Ze duwde de wagen voort en negeerde de comfortabele bankstellen, de uitnodigende wollen, warme plaids en de lampen met hun sfeerverlichting. Ze kwam langs een luxe opgedekte box spring met sierkussens in warme kleuren; het zag er zo uitnodigend uit dat ze bijna was gestopt om er even op te gaan liggen. Heel even, maar. Gewoon proef liggen. Net doen alsof ze deze schitterende set ging kopen. Alsof alles nog bij het oude was.
Een half uur later lagen er twee sets hoeslaken in haar winkelwagen. Eén bestemd voor haar bed en één voor dat van Mads. Ze wist haar zoons aandacht van de dekbedovertrekken af te leiden door hem eraan te herinneren dat ze nog op zoek moesten naar een nieuwe boekenplank voor zijn kamertje. Gaandeweg gleed de tijd voorbij, want ja, het was erg verleidelijk om ook nog even rond te neuzen op de afdeling met kerstversieringen.
“Kijk, dit zijn leuke Nisser!” Mads wees naar een groepje schattige kerstkabouters. De figuurtjes droegen steevast een hele hoge puntmuts van vilt waar slechts hun ronde neus onder vandaan stak. Meteen daarónder droegen ze een lange, witte baard. De éne was nog leuker dan de andere. Sommigen droegen onder hun arm een klein kerstcadeautje mee. Solvej had er in de loop der tijd al heel wat verzameld; kerstmis vieren zonder Nisser was gewoon ondenkbaar. En of je nu een klein kind was of een volwassene, de Deense bevolking hield van hun Nisser. Solvej hield er één op.
“Zullen we deze dan kopen?” Mads glunderde en knikte nadrukkelijk. Toen ze een half uur later voor een schitterend kerstservies gehurkt zat, viel het haar ineens op dat het om haar heen rustiger was geworden.
“Mam?” Mads stond naast haar en trok aan haar jas. “Ik heb eigenlijk best wel trek. Kunnen we nu naar de ballenbak en het kraampje?” Solvej keek hem aan en keek vervolgens op haar horloge. Ze schrok: het was al drie uur!
“Och, jochie! Ik had geen idee dat het al zo laat was! Sorry.”
Even stond ze in dubio; toen hakte ze de knoop door. Tussen kerstmis en de jaarwisseling zou ze nog een bescheiden kerstgratificatie uitgekeerd krijgen. Geen wereldbedrag, maar voldoende om hen beiden op een late lunch te trakteren in het restaurant. Mads vreugde kende geen grenzen toen ze het hem voorstelde en hij huppelde naast haar voort, terwijl zij de kar duwde.

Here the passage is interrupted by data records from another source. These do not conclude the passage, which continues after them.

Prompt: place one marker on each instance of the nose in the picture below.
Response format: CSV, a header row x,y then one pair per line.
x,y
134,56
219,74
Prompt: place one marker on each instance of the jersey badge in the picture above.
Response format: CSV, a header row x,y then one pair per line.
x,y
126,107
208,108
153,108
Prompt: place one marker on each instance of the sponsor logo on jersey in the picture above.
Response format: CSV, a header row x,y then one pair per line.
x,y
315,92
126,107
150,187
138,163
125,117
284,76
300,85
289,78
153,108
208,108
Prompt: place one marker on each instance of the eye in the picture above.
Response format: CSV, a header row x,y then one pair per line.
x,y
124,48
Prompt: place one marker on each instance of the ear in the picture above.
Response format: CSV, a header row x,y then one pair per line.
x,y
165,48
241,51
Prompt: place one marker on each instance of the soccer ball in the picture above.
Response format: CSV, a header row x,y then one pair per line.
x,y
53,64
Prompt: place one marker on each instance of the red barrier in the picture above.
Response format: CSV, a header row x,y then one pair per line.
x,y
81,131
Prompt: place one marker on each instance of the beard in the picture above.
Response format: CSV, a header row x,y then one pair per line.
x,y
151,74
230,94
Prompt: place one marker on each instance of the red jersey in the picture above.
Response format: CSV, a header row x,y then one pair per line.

“We moeten straks nog wel even terug voor een boekenplank, hoor”, waarschuwde ze hem. Mads draaide zich met een glinstering in zijn ogen naar haar om.
“En de ballenbak!” Ze glimlachte toegeeflijk.
“Nou, vooruit dan maar. Als je je Zweedse gehaktballetjes en frites er nadien maar niet uit springt, boef!”
Mads grinnikte en zwaaide balorig met zijn armen. Solvej keek om zich heen; waar was al dat winkelend publiek nu toch ineens gebleven? Twee uur geleden was het nog zo druk geweest. Ineens kraakte er een luidspeaker.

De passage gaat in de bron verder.